Sunday, January 15, 2012

Thinking About How Music Used To Sound




The other day, I had the intro to “Back In Black” by AC/DC ringing in my head. When I heard it for the first time on vinyl through my parents' stereo system, the moment where Angus Young's killer riff kicks in felt like being kicked across the room. While I was daydreaming about all of this, I remembered a recent post by Bob Lefsetz titled “Sound Quality” where he states:

..if you’re listening to hard rock or acoustic music on earbuds, anything but Top Forty dreck, you’re gonna be predisposed to think it sucks. Because you’ve got to feel the music. And almost nobody has enough power to generate that kind of oomph, only distortion.
One of the points he makes is that today's music is being produced to be played on computer speakers and tiny earbud headphones.
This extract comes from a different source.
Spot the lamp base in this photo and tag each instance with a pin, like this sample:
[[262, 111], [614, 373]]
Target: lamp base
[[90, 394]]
To me, most of what passes for popular music these days sounds scrunched down and flat to me. I guess this is what happens when music is made on computers to be played on computers. While I've expressed my appreciation of what the digital age has done to facilitate the creation of music, much of the output is missing the warmth that used to come off a record. I refuse to listen to any digital version of The Rolling Stones' “Get Yer Ya Ya's Out” even though the digital versions I own are easier to get to than my record. To me, latter-day Springsteen music is an entirely different animal than his classic records because the new sounds lacks the dynamic of “The River” where the songs feel like they were all done live with the guys standing around a big room. In fact, one thing that is sorely lacking from today's music is the sound of “the room”. Any decent producer can tell you that the room used in a recording is another instrument in the band. The reason that John Bonham's drum beat in “When The Levee Breaks” stands out over 40 years later is that the drums were placed at the bottom of a stairwell and mic'ed from above. In the documentary “The Promise: The Making Of Darkness On The Edge Of Town”, there is a great scene that shows Bruce obsessively searching for the perfect drum sound. He has Max Weinberg pounding a snare over and over and shouts out “Stick!” every time Max's drumstick makes a sound that detracts from what he wants. I wonder if that level of obsessive detail over acoustics is happening today. (I'm not saying it isn't- I'm just wondering).
Though many are losing hope that today's music has forever lost the warmth that comes with live recording, my faith was restored somewhat when a friend's Spotify feed informed me that he had just listened to “Go To Hell” from Raphael Saadiq 2011 album “Stone Rollin'”. The 70s soul groove on this record is reminiscent of old Stevie Wonder. When you listen to it, you can picture a big room full of musicians reading off of charts and recording together like you see in so many movies about music as it was made in the good old days. “Stone Rollin'” is one of a small handful of records released last year that has restored my faith that there are musicians out there that are able to make music that feels intimate instead of electronic. (Another example that jumps out at me is “Helplessness Blues” by Fleet Foxes.) If you keep the faith, true believers, you can still get knocked off your socks if you're willing to hang in there.